Cette méthode est aussi essentielle pour redonner un projet de long terme à notre pays, incarner une vision de ce que sera la France dans 50 ans. L’angoisse et la morosité dont souffre notre pays viennent aussi de ce manque de projection optimiste. L’avenir de la France ne peut pas se résoudre à la glorification de notre passé, aussi important soit-il. En effet, la nostalgie n’a jamais constitué un carburant pour le progrès.

Ce constat, beaucoup de nos compatriotes le partagent. Il suffit de tendre l’oreille en dehors des réunions partisanes pour l’entendre. La part de l’électorat flottant et changeant d’élection en élection en est la preuve. Il ne s’agit en rien de supprimer les clivages, ils existent depuis plus de 300 ans, mais il convient de ne pas les surjouer et surtout de les faire vivre au temps qui est le nôtre.

Ce temps est aussi celui d’une montée continue de l’extrême-droite, qui surfe sur le rejet de la classe politique traditionnelle et de son discours. La parole politique est devenue pauvre car elle ne sait plus nommer les choses. Elle est également devenue faible car elle n’assume plus de dire « non » quand une mesure est impossible à mettre en place. Je crains sincèrement que le prochain mandat, 2017-2022, sera le dernier mandat utile avant un véritable séisme politique.

Enfin, cette adhésion se fonde sur un double constat. L’essoufflement généralisé des appareils politiques, droite et gauche confondues, un essoufflement qui se traduit par la difficulté à attirer de nouveaux talents et un assèchement en termes d’idées, de solutions nouvelles pour le pays et l’Europe, de réponses à la hauteur des changements en cours ou annoncés à l’échelle mondiale. J’ai honnêtement peine à croire que la simple organisation de primaires à Gauche changeront cela. Il faut une refondation beaucoup plus forte et profonde qu’un simple casting.

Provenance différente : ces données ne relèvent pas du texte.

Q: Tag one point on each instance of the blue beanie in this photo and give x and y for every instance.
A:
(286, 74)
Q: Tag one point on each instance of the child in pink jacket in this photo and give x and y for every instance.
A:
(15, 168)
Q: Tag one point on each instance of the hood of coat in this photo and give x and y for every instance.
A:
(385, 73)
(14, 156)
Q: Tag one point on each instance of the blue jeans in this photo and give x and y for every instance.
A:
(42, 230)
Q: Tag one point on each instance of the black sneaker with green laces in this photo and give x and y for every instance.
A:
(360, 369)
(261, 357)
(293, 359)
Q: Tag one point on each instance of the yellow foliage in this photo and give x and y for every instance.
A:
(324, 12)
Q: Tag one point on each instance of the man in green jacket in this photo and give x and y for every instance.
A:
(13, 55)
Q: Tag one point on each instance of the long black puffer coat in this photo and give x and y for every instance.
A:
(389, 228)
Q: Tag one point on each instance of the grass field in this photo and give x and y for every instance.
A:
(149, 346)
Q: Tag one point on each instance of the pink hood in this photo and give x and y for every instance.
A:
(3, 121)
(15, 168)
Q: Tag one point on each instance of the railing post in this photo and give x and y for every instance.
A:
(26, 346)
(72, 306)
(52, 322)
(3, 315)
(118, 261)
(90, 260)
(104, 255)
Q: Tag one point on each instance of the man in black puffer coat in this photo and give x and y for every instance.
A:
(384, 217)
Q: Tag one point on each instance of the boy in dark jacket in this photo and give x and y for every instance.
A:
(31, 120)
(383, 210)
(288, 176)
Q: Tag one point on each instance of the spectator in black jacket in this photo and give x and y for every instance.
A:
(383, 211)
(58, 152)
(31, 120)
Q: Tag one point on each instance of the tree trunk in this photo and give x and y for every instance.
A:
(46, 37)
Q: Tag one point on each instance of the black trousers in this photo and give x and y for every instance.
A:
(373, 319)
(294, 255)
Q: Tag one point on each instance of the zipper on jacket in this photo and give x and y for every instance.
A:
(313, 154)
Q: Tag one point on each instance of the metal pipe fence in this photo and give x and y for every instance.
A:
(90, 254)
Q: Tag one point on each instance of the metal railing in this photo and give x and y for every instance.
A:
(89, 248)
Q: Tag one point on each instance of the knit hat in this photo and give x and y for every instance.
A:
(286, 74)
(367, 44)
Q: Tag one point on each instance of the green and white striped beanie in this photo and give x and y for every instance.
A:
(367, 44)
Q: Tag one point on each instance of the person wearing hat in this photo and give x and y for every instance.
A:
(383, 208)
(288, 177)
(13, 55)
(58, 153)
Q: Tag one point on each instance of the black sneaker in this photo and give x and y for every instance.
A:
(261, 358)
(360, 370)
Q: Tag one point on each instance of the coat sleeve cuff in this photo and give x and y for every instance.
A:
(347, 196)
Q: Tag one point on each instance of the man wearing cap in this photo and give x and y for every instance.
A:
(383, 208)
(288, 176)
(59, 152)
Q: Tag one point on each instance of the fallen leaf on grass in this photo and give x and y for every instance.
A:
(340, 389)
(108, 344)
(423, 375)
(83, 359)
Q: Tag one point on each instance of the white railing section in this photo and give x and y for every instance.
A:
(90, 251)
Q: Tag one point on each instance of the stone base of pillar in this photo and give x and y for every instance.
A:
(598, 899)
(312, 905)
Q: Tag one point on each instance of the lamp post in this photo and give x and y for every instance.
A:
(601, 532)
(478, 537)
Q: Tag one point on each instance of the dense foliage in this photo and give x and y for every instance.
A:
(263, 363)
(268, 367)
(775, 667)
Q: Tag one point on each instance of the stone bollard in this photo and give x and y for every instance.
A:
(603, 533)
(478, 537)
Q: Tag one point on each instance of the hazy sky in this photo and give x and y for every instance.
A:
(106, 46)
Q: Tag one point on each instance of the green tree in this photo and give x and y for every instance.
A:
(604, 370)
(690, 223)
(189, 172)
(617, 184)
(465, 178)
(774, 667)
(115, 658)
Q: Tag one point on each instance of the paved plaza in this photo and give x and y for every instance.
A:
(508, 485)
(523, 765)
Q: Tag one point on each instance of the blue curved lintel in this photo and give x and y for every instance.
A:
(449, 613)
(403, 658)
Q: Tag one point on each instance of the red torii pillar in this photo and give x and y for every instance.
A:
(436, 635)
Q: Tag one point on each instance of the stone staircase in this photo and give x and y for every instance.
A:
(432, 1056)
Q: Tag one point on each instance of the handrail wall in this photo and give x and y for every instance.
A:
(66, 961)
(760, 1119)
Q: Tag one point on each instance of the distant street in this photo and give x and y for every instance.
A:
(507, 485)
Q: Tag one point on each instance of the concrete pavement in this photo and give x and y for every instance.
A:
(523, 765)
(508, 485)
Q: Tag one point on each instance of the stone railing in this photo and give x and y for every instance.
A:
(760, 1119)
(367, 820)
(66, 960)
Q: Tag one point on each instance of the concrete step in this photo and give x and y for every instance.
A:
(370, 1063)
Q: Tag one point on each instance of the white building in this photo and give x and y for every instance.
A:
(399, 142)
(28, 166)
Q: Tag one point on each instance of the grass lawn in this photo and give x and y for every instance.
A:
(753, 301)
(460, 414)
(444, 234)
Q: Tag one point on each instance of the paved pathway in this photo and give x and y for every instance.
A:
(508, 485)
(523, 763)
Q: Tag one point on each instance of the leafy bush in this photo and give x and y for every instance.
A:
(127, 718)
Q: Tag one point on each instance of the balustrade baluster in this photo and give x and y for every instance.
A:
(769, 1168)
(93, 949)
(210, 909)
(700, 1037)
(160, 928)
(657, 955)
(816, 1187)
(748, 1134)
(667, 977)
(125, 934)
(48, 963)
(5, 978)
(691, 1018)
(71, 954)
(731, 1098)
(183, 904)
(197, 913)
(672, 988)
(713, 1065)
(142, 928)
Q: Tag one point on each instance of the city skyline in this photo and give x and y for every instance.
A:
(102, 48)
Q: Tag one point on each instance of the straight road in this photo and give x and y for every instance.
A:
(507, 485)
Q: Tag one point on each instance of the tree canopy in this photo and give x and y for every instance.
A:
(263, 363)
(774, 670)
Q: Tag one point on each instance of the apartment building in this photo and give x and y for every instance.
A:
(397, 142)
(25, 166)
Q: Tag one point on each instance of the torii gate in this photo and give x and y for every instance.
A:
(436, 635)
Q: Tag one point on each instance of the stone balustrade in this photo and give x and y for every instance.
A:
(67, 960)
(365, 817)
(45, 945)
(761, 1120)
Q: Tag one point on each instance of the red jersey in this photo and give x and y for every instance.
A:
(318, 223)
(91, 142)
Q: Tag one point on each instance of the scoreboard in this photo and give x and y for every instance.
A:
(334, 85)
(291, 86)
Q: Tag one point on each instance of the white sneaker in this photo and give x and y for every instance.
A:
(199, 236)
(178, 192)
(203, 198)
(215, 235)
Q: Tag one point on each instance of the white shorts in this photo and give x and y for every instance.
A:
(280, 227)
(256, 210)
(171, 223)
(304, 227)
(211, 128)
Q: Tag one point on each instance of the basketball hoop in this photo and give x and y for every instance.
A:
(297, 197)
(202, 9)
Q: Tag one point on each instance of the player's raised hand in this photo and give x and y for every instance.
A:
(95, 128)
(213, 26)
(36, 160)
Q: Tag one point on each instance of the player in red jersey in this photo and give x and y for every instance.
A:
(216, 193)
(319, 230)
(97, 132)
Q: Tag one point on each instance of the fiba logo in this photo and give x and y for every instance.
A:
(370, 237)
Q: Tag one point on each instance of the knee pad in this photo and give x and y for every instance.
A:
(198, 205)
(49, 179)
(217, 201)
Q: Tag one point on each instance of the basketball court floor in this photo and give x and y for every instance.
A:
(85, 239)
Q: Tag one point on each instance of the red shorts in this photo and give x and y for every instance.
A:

C’est aussi ces raisons qui m’amènent à croire qu’il est difficile de projeter les calques de 1981 ou 1997 sur le besoin d’unité de la Gauche pour arriver à la victoire. Les différences sont aujourd’hui trop grandes pour croire et faire croire à un rabibochage de dernière minute. La situation a changé, nombre de partis sont aujourd’hui des quasi « coquilles vides »,  alors que la société grouille d’initiatives, de volontés d’engagement. C’est pourquoi je pense que le mouvement « En Marche! » peut être ce « passeur » dont notre démocratie a tant besoin.

Voilà les raisons de mon engagement auprès d’Emmanuel Macron, nous partageons le diagnostic sur notre pays, sur l’Europe et nombre de solutions.